Katır ile Devenin ibretlik Sohbeti Hikayesi
Katır ile Devenin ibretlik Sohbeti Hikayesi
Bir zamanlar bir kervan da yol alan burnu havada, kendini beğenmiş bir katır varmış. Bu katır, yolda yürürken önüne bakmayı önemsemez bu nedenle de sürekli ayağı bir yerlere takılıp tökezlermiş. Bu katır her tökezlediğinde ya ayağını incitiyor ya bir yerlerine dikenler batıyormuş. Yolda yürümek ona inanılmaz acı vermeye başlamıştı. Yanında yürüyen deve ise ne tökezliyor ne halinden şikayet ediyormuş.

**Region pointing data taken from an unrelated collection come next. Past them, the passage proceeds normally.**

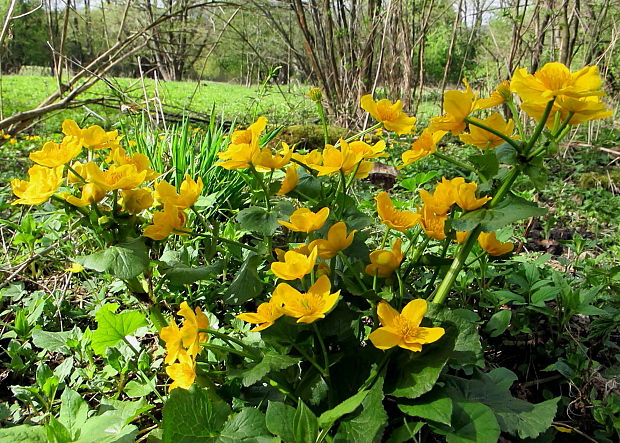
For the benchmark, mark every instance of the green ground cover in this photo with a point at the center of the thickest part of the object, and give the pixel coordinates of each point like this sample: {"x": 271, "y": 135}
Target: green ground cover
{"x": 546, "y": 319}
{"x": 282, "y": 104}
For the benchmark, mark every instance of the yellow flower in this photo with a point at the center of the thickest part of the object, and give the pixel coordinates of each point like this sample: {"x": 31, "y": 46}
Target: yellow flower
{"x": 555, "y": 80}
{"x": 367, "y": 151}
{"x": 433, "y": 224}
{"x": 116, "y": 177}
{"x": 290, "y": 180}
{"x": 392, "y": 217}
{"x": 391, "y": 115}
{"x": 443, "y": 197}
{"x": 190, "y": 335}
{"x": 140, "y": 161}
{"x": 247, "y": 136}
{"x": 461, "y": 236}
{"x": 75, "y": 268}
{"x": 265, "y": 316}
{"x": 492, "y": 246}
{"x": 310, "y": 306}
{"x": 42, "y": 185}
{"x": 335, "y": 160}
{"x": 337, "y": 240}
{"x": 55, "y": 154}
{"x": 244, "y": 145}
{"x": 135, "y": 201}
{"x": 164, "y": 223}
{"x": 303, "y": 249}
{"x": 313, "y": 157}
{"x": 384, "y": 262}
{"x": 182, "y": 373}
{"x": 315, "y": 94}
{"x": 81, "y": 169}
{"x": 322, "y": 269}
{"x": 583, "y": 109}
{"x": 465, "y": 196}
{"x": 403, "y": 329}
{"x": 484, "y": 139}
{"x": 93, "y": 137}
{"x": 295, "y": 265}
{"x": 91, "y": 193}
{"x": 171, "y": 335}
{"x": 500, "y": 95}
{"x": 304, "y": 220}
{"x": 457, "y": 106}
{"x": 264, "y": 161}
{"x": 425, "y": 145}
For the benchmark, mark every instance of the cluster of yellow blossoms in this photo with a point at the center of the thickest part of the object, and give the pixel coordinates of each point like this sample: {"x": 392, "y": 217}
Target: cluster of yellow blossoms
{"x": 124, "y": 176}
{"x": 576, "y": 95}
{"x": 183, "y": 345}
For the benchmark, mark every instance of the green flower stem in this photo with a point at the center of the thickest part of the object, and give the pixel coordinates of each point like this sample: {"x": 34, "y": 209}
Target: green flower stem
{"x": 201, "y": 219}
{"x": 417, "y": 253}
{"x": 343, "y": 190}
{"x": 504, "y": 188}
{"x": 306, "y": 167}
{"x": 74, "y": 172}
{"x": 458, "y": 163}
{"x": 115, "y": 202}
{"x": 332, "y": 270}
{"x": 456, "y": 266}
{"x": 229, "y": 338}
{"x": 229, "y": 349}
{"x": 260, "y": 181}
{"x": 539, "y": 128}
{"x": 222, "y": 239}
{"x": 347, "y": 263}
{"x": 321, "y": 111}
{"x": 504, "y": 137}
{"x": 430, "y": 284}
{"x": 376, "y": 276}
{"x": 515, "y": 116}
{"x": 401, "y": 290}
{"x": 354, "y": 173}
{"x": 69, "y": 206}
{"x": 327, "y": 377}
{"x": 413, "y": 239}
{"x": 560, "y": 130}
{"x": 459, "y": 260}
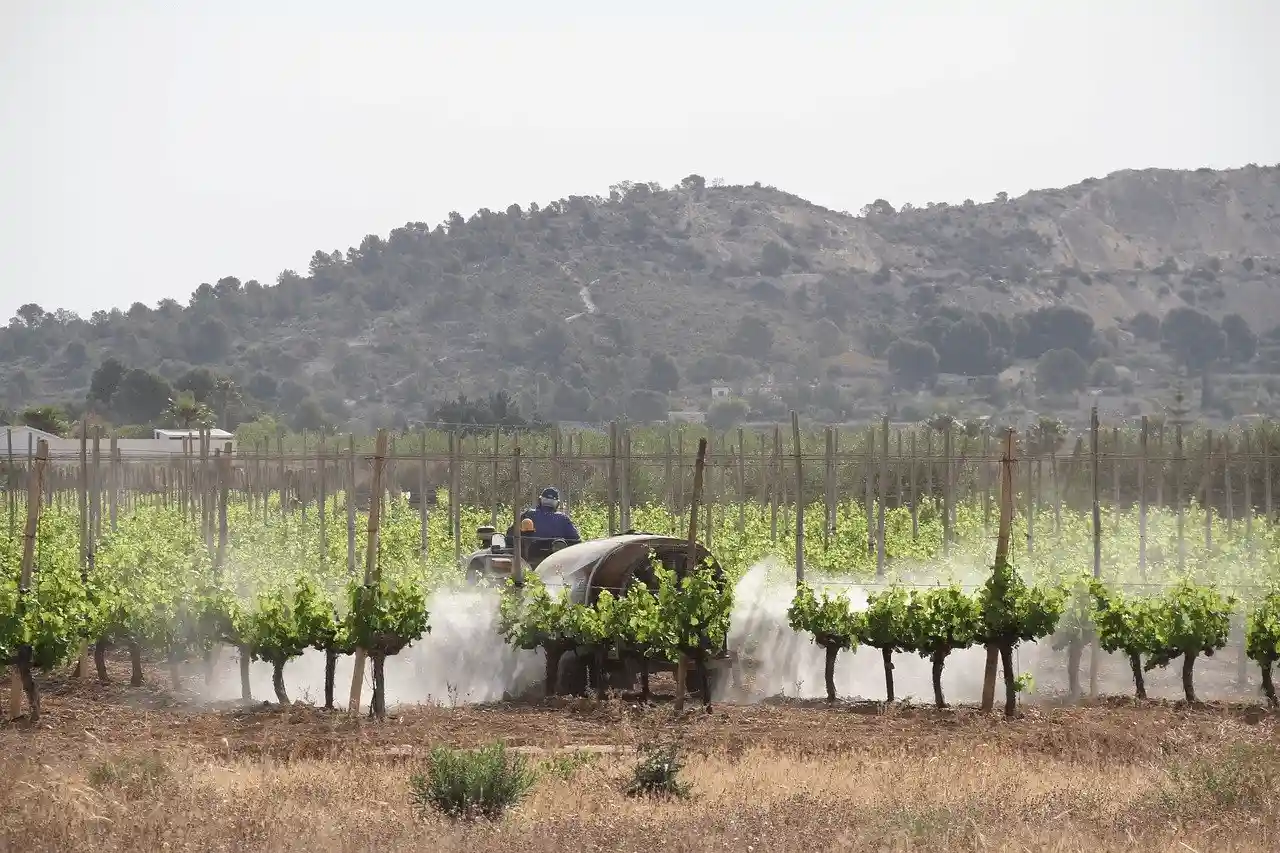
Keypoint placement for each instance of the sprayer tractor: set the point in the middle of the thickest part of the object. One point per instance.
(494, 560)
(589, 568)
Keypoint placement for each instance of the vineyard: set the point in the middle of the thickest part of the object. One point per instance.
(177, 560)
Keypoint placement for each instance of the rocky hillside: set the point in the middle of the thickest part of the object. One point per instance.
(592, 308)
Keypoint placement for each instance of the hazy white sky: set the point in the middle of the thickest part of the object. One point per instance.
(150, 145)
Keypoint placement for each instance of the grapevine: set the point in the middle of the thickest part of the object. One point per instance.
(1011, 614)
(1189, 621)
(883, 625)
(1262, 641)
(940, 621)
(832, 624)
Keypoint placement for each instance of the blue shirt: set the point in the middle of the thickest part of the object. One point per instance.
(551, 524)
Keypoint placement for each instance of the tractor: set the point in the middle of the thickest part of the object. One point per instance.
(589, 568)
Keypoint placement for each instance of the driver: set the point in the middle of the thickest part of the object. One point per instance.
(549, 523)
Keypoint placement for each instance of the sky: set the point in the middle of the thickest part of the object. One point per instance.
(150, 145)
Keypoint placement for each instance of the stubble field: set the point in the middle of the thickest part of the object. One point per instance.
(140, 769)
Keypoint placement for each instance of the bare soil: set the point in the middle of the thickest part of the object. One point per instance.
(112, 767)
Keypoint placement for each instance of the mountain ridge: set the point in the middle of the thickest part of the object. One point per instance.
(728, 283)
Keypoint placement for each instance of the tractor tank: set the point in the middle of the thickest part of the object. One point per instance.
(615, 564)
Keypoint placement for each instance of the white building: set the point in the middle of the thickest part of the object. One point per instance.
(165, 442)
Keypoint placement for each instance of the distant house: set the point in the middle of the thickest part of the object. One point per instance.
(216, 437)
(163, 442)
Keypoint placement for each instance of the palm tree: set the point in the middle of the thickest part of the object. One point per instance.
(225, 393)
(186, 411)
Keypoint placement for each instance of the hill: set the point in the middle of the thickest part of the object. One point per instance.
(581, 306)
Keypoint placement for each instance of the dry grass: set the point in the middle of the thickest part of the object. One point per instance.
(117, 770)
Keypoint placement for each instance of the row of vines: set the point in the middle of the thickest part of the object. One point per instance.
(284, 585)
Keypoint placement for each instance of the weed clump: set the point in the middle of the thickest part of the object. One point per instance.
(135, 775)
(658, 772)
(1243, 778)
(471, 784)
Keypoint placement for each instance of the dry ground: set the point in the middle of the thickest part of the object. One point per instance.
(118, 769)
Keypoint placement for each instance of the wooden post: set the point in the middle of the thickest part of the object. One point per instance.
(828, 475)
(625, 486)
(868, 496)
(10, 501)
(915, 497)
(1248, 497)
(613, 477)
(35, 492)
(1143, 442)
(691, 559)
(423, 536)
(1266, 475)
(882, 495)
(1029, 498)
(517, 552)
(493, 473)
(86, 536)
(373, 575)
(668, 479)
(947, 484)
(1095, 657)
(1229, 498)
(323, 516)
(741, 483)
(1002, 534)
(775, 493)
(1206, 493)
(796, 450)
(351, 506)
(114, 477)
(1178, 497)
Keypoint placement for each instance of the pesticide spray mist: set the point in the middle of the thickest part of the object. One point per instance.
(791, 665)
(465, 660)
(462, 661)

“Bu benim kaderim mi” “Hem neden benim kaderim,” diye düşünmeye başlamış. Bu durumuna bir anlama veremeyen katır, beraber yürüdükleri deveye veryansın etmiş.

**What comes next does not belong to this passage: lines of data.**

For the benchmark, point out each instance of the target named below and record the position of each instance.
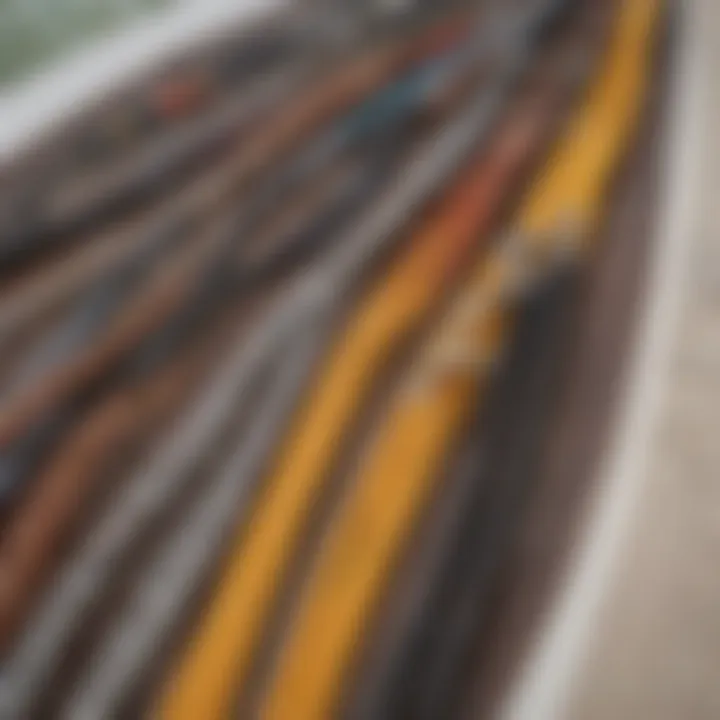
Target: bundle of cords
(231, 393)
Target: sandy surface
(655, 651)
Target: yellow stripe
(397, 478)
(570, 195)
(219, 657)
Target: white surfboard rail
(546, 682)
(32, 107)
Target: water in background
(34, 32)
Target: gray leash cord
(178, 569)
(141, 632)
(147, 494)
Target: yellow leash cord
(220, 655)
(397, 477)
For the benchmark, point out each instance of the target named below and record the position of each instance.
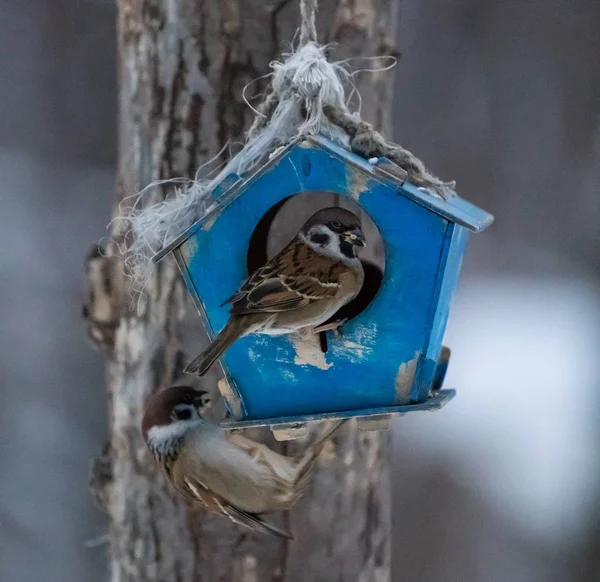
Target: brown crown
(348, 219)
(161, 404)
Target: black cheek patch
(347, 249)
(319, 238)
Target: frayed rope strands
(306, 97)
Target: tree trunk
(183, 64)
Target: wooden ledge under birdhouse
(374, 419)
(389, 359)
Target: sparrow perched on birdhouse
(303, 286)
(227, 473)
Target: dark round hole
(283, 221)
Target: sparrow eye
(183, 414)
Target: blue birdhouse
(385, 360)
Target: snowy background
(503, 485)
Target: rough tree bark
(183, 64)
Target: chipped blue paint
(423, 245)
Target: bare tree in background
(183, 65)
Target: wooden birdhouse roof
(454, 208)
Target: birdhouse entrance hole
(283, 220)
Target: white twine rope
(306, 97)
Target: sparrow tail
(257, 523)
(232, 331)
(307, 460)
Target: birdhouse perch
(387, 361)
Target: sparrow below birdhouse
(224, 472)
(303, 286)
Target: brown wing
(294, 278)
(196, 491)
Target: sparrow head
(170, 413)
(334, 229)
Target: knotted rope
(306, 96)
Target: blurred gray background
(503, 96)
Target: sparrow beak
(355, 237)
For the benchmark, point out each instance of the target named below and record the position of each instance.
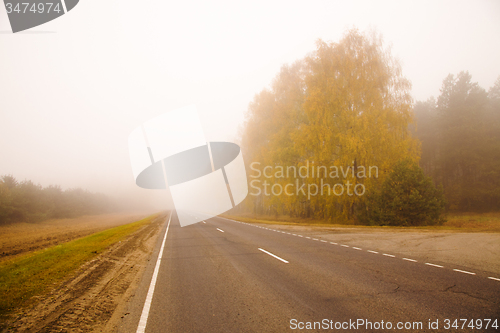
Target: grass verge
(33, 274)
(469, 222)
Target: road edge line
(141, 328)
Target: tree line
(347, 105)
(460, 135)
(29, 202)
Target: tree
(345, 105)
(407, 198)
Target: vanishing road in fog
(228, 276)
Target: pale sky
(73, 89)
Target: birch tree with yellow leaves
(344, 107)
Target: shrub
(407, 198)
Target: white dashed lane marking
(353, 247)
(407, 259)
(459, 270)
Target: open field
(20, 238)
(470, 222)
(86, 299)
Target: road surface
(228, 276)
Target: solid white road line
(273, 255)
(409, 259)
(428, 263)
(149, 298)
(459, 270)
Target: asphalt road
(228, 276)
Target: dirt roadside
(92, 299)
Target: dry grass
(20, 238)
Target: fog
(73, 89)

“Yahu arkadaş! Ben günde beş on kere tökezleyip düştüğüm hâlde sen bir kere bile düşmüyorsun. Bundaki hikmet nedir? Benim her yerim yara bere içinde iken senin keyfine diyecek yok! Bunun nedeni nedir? Söyle de biz de bu dertten kurtulalım,” demiş.
Deve, yol arkadaşının bu sitemkar sözlerine:
“Benim boyum uzundur. Bundan dolayı da önümü çok rahat görürüm. Ben, bir dağ başından aşağılara bakarak dağın eteğindeki düzlükleri, çukurları, tümsekleri görebiliyorum. Bu yüzden ayağım ne taşa değer ne de çukura düşer,” diye cevap vermiş.

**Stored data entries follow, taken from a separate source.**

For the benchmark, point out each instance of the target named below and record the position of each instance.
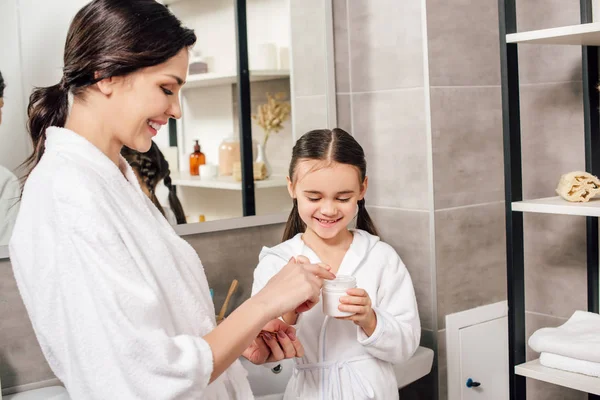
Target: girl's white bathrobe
(340, 361)
(118, 301)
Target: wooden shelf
(582, 34)
(219, 79)
(535, 370)
(557, 205)
(225, 182)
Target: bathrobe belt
(332, 371)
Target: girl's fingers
(354, 300)
(352, 309)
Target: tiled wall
(381, 100)
(385, 100)
(466, 124)
(225, 255)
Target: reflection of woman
(9, 190)
(119, 302)
(150, 168)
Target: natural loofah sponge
(578, 186)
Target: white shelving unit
(557, 205)
(225, 182)
(585, 34)
(218, 79)
(535, 370)
(578, 35)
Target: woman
(150, 168)
(119, 302)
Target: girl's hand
(358, 301)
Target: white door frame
(454, 323)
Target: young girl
(150, 168)
(120, 303)
(345, 358)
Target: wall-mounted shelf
(218, 79)
(581, 34)
(535, 370)
(557, 205)
(225, 182)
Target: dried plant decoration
(271, 115)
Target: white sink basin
(267, 385)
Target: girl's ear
(290, 187)
(363, 188)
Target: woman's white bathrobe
(340, 361)
(118, 301)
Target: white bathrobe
(340, 361)
(10, 191)
(118, 301)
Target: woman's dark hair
(2, 86)
(330, 146)
(107, 38)
(152, 167)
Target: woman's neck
(83, 121)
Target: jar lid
(341, 282)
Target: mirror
(288, 59)
(290, 52)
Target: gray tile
(555, 264)
(309, 113)
(342, 55)
(386, 44)
(463, 43)
(344, 112)
(548, 63)
(21, 358)
(470, 257)
(552, 136)
(233, 254)
(413, 246)
(308, 49)
(539, 63)
(468, 157)
(391, 128)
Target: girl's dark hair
(106, 38)
(152, 167)
(330, 146)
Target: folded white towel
(570, 364)
(577, 338)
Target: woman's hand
(358, 301)
(276, 341)
(295, 288)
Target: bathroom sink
(414, 369)
(265, 383)
(268, 385)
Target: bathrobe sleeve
(268, 266)
(113, 324)
(398, 330)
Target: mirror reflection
(193, 172)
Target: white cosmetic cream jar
(332, 291)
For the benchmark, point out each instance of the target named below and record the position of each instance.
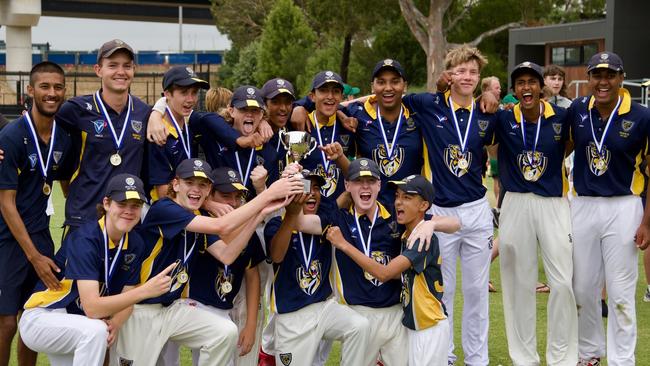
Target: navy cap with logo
(112, 46)
(415, 184)
(189, 168)
(530, 68)
(605, 60)
(247, 96)
(363, 167)
(277, 86)
(183, 76)
(325, 77)
(389, 64)
(124, 187)
(227, 180)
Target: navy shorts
(17, 276)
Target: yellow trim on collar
(548, 110)
(330, 122)
(112, 245)
(626, 103)
(371, 109)
(383, 212)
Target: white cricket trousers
(605, 254)
(473, 244)
(67, 339)
(526, 220)
(388, 337)
(297, 335)
(429, 347)
(150, 326)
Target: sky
(73, 34)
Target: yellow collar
(330, 122)
(383, 212)
(548, 111)
(371, 108)
(112, 245)
(626, 103)
(456, 106)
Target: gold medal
(368, 276)
(47, 189)
(116, 159)
(183, 277)
(462, 163)
(226, 287)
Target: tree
(431, 31)
(286, 43)
(241, 20)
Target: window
(573, 55)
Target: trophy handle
(281, 135)
(313, 144)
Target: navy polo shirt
(543, 166)
(81, 257)
(167, 241)
(295, 284)
(454, 184)
(82, 117)
(624, 148)
(407, 154)
(349, 281)
(206, 287)
(21, 171)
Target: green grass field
(497, 339)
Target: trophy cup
(299, 145)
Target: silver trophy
(299, 145)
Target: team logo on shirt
(381, 258)
(598, 163)
(532, 164)
(136, 125)
(309, 280)
(219, 283)
(331, 179)
(388, 166)
(405, 295)
(457, 161)
(32, 160)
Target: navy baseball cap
(605, 60)
(189, 168)
(391, 65)
(530, 68)
(415, 184)
(247, 96)
(183, 76)
(363, 167)
(277, 86)
(124, 187)
(112, 46)
(325, 77)
(227, 180)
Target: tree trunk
(345, 57)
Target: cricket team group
(269, 226)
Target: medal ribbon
(326, 163)
(109, 271)
(184, 140)
(390, 148)
(523, 127)
(248, 168)
(44, 165)
(365, 244)
(599, 144)
(116, 140)
(463, 140)
(306, 258)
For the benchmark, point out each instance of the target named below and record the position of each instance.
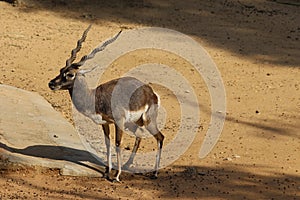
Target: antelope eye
(69, 75)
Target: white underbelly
(133, 116)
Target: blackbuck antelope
(125, 102)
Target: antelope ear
(75, 66)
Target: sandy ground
(255, 45)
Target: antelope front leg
(133, 153)
(108, 150)
(119, 134)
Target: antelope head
(65, 79)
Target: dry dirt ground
(255, 45)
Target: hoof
(115, 180)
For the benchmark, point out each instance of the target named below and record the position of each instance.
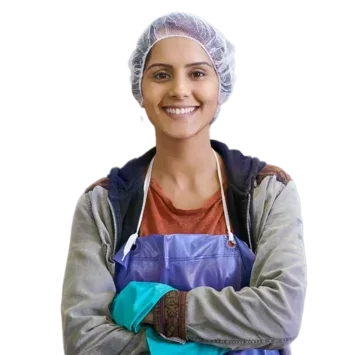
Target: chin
(183, 134)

Katır, bunları duyunca çok üzülmüş. Gözlerinden yaşlar akmaya başlamış. Boynunu büküp:
“Doğru söyledin deve kardeş, boyum kısa diye mi hep tökezliyorum,” demiş.
Katırın çok üzüldüğünü ve sitem ettiğini gören deve:
“Mademki doğruyu kabul ettin, o hâlde Yüce Rabbim seni bu belalardan kurtaracaktır. Eminim ki bir daha ne ayağın tökezleyecek ne de çukura düşersin. Böylece ayağını sağlam basacak ve acı çekmeyeceksin,” demiş.
Katır, kendini beğenmesinin kötü bir düşünce olduğunu görmüş, Allah’ın kendisine vermiş olduğu nimetleri ( yani gözlerinin görüyor olması, ayaklarının olması, güçlü olması, nefes alıp vermesi …) hatırlayıp şükürler etmiş ve bir daha kendini beğenmeyeceğine dair kendi kendine söz vermiş.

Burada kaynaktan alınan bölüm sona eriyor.